I ended the year by reading Salinger (again). As always, I’m amazed by how it feels like I’m back in a real place with real people whenever I read his books. I want to write something longer about The Catcher in the Rye because I think it’s one of the most profound books ever written. This time I wondered if it isn’t, in some way, about nostalgia. Holden is recalling the events of the novel a year after they happened and ends it by saying, ‘Don’t ever tell anybody anything. If you do, you start missing everybody.’
I finally got around to reading Actual Air. David Berman was a genius. His poems feel like the (mis)apprehensions of childhood – full of dream logic, strange familiarity and familiar strangeness. He was also incredibly funny, as in the poem where he meets a choreographer in New York who claims that blue jeans are ‘pretentious nineteenth-century gold rush period’ outfits.

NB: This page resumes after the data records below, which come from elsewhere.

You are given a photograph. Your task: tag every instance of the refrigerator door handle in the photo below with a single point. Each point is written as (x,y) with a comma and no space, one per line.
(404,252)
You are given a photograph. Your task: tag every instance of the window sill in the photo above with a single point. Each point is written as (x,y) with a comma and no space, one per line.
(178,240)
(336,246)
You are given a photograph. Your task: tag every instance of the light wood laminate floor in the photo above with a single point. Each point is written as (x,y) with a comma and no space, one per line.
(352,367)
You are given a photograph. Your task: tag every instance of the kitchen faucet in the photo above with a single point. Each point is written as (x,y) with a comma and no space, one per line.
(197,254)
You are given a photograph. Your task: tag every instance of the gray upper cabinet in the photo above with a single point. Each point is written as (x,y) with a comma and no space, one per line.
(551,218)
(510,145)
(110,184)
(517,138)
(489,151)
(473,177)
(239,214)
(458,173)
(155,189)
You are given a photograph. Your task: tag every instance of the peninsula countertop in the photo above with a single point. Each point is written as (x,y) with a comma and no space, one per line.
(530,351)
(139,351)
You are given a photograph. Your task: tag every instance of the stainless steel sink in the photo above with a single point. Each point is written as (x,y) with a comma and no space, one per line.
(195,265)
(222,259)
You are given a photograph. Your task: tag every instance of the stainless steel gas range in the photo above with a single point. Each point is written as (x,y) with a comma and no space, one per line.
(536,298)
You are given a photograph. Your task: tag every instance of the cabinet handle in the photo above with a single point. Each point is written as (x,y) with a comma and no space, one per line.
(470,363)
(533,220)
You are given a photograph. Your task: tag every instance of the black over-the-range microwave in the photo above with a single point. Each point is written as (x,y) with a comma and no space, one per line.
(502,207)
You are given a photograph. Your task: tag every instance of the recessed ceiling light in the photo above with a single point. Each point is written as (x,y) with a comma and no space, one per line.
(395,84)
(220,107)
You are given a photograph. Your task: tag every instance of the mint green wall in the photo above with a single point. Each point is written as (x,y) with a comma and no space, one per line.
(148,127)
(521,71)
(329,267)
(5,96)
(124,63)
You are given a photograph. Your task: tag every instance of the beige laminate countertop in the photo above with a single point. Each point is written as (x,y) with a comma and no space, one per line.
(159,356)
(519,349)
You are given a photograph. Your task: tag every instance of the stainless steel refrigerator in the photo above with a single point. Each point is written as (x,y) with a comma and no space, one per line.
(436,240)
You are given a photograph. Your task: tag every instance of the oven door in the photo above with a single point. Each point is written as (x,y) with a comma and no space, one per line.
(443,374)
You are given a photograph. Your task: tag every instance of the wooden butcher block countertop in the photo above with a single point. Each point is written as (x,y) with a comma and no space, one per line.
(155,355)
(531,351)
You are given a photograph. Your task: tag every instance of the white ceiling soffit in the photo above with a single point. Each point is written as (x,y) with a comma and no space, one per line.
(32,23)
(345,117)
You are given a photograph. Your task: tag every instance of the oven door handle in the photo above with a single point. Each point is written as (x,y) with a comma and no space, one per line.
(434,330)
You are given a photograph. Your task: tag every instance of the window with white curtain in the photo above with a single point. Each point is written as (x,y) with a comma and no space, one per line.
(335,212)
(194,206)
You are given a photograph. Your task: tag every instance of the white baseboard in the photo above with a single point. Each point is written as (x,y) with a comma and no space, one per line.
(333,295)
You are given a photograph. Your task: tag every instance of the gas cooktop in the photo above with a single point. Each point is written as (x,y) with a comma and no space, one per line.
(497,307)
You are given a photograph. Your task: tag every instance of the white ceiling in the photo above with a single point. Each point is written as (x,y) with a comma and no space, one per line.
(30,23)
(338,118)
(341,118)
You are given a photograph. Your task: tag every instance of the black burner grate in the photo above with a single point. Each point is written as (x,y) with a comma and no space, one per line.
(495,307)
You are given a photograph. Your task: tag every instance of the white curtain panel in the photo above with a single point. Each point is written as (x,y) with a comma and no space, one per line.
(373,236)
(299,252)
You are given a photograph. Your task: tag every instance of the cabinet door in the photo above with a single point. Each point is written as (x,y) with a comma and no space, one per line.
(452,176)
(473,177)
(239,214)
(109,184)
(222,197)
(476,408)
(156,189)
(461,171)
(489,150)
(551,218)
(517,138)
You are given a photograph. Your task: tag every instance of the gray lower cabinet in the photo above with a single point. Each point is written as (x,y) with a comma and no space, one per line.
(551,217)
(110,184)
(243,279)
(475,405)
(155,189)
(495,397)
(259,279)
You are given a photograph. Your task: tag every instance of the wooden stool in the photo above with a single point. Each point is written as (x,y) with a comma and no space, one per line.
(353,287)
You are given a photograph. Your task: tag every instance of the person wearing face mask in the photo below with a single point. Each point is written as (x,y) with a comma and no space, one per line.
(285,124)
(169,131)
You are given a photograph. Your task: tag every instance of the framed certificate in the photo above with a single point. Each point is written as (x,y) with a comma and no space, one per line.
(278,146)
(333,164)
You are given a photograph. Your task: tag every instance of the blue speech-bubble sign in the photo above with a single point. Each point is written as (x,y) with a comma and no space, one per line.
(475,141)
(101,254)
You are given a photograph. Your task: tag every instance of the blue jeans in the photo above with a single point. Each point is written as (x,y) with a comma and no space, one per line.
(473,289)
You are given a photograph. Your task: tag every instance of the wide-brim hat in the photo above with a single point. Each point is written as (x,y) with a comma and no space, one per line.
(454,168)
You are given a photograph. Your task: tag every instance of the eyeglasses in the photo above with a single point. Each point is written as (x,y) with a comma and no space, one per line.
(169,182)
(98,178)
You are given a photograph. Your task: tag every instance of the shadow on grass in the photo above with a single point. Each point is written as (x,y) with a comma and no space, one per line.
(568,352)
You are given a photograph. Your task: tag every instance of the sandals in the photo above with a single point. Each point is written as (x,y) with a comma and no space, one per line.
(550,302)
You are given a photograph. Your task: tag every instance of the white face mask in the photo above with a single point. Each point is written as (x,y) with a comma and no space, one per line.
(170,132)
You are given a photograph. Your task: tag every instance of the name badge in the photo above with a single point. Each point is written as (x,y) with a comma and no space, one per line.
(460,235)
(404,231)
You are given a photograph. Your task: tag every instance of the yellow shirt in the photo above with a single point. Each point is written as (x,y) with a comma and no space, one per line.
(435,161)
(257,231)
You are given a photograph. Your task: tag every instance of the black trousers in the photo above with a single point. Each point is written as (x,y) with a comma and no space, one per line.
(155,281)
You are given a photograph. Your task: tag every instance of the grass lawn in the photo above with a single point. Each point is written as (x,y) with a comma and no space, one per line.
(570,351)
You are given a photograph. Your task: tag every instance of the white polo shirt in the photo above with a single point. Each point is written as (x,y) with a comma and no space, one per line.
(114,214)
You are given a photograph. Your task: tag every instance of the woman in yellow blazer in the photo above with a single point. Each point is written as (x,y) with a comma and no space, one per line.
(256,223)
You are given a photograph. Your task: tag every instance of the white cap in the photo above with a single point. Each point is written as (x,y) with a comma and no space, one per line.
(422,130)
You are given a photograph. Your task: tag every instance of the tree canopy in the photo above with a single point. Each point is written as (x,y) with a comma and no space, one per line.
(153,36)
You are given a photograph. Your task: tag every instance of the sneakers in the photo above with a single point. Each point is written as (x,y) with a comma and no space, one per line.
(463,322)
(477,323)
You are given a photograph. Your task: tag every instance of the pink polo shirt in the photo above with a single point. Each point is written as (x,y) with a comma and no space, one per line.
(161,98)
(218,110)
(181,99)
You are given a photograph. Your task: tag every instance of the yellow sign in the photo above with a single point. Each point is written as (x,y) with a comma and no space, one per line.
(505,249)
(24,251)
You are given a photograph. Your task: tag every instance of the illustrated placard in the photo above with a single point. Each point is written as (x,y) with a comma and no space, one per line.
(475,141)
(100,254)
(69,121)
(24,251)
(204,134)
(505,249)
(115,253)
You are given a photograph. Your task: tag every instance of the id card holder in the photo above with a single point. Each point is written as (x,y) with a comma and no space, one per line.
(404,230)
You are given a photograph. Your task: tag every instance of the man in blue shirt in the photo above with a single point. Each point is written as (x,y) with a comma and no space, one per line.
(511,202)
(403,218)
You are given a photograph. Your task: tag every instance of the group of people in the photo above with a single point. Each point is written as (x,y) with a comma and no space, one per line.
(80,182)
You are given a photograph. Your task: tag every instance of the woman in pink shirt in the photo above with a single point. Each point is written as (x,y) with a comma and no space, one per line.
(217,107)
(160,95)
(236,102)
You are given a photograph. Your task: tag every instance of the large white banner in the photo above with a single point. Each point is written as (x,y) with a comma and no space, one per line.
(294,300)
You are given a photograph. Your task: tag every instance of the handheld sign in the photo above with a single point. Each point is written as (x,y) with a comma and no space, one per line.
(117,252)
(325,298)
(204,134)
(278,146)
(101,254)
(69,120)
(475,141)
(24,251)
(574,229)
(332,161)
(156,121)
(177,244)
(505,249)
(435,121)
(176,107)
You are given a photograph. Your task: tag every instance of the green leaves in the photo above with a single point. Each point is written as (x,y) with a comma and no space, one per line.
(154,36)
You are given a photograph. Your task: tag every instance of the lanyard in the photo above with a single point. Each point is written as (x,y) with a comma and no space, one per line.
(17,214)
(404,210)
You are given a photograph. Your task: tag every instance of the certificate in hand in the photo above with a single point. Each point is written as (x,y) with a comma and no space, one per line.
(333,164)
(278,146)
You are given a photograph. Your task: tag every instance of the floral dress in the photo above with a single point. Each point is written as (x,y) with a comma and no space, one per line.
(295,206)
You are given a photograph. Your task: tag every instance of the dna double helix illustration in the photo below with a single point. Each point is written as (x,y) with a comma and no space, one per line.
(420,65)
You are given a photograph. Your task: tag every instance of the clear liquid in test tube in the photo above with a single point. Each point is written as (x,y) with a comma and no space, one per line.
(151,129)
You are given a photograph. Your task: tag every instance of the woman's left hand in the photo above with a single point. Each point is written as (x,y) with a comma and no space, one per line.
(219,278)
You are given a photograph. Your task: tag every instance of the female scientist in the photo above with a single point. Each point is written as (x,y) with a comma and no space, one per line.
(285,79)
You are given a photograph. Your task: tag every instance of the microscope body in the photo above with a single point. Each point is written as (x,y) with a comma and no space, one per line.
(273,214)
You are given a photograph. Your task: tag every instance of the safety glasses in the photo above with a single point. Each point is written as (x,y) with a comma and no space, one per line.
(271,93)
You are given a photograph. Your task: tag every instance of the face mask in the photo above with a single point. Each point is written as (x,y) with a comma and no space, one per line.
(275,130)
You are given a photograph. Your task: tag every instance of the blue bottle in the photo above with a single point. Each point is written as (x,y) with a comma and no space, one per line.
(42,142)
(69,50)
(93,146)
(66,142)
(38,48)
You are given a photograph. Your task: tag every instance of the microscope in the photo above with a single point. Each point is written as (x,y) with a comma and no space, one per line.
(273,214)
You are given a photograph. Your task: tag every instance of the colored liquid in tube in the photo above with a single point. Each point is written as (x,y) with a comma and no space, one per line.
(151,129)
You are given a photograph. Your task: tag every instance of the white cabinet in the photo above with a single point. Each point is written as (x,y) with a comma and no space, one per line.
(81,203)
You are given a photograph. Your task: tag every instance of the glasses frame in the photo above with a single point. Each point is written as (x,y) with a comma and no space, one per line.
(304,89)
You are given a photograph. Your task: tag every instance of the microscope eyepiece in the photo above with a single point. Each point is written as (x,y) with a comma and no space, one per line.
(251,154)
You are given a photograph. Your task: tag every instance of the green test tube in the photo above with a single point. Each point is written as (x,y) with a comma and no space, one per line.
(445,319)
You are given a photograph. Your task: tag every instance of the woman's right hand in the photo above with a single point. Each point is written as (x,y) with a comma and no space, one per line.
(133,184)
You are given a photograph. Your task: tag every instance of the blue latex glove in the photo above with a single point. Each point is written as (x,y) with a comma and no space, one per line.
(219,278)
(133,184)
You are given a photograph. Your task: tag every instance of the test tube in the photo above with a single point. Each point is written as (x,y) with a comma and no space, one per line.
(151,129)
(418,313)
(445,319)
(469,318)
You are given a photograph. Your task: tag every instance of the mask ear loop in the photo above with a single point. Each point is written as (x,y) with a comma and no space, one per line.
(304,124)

Speaking of strangeness, I loved The Weird and the Eerie by Mark Fisher, a brilliant study of unsettling art, from Lovecraft to Lynch. Via this book I read what I think is one of the best short stories ever written, ‘The Door in the Wall’ by H. G. Wells – an extraordinary tale of lost childhood and unattainable desire:
‘That is as well as I can remember my vision of that garden – the garden that haunts me still. Of course, I can convey nothing of that indescribable quality of translucent unreality, that difference from the common things of experience that hung about it all; but that – that is what happened. If it was a dream, I am sure it was a daytime and altogether extraordinary dream…’
On top of these, I read the following books:
Eclipse – John Banville Pond – Claire-Louise Bennett (again) Dance Move – Wendy Erskine Send Nudes – Saba Sams Piranesi – Susanna Clarke The Way by Swann’s – Marcel Proust Unexhausted Time – Emily Berry Transformer – Ezra Furman Some Answers Without Questions – Lavinia Greenlaw Adventures in the Skin Trade – Dylan Thomas Small Things Like These – Claire Keegan When We Cease to Understand the World – Benjamín Labatut Leave the World Behind – Rumaan Alam A Short Stay in Hell – Steven L. Peck The Apparition Phase – William Maclean
So, a total of 37! Not bad going. Next year, I plan to do things a little bit differently and will probably say farewell to this Tumblr blog (which I started in 2011!). I'm hoping to write more long-form posts, so you may see me on Substack.
Thanks for reading and happy holidays.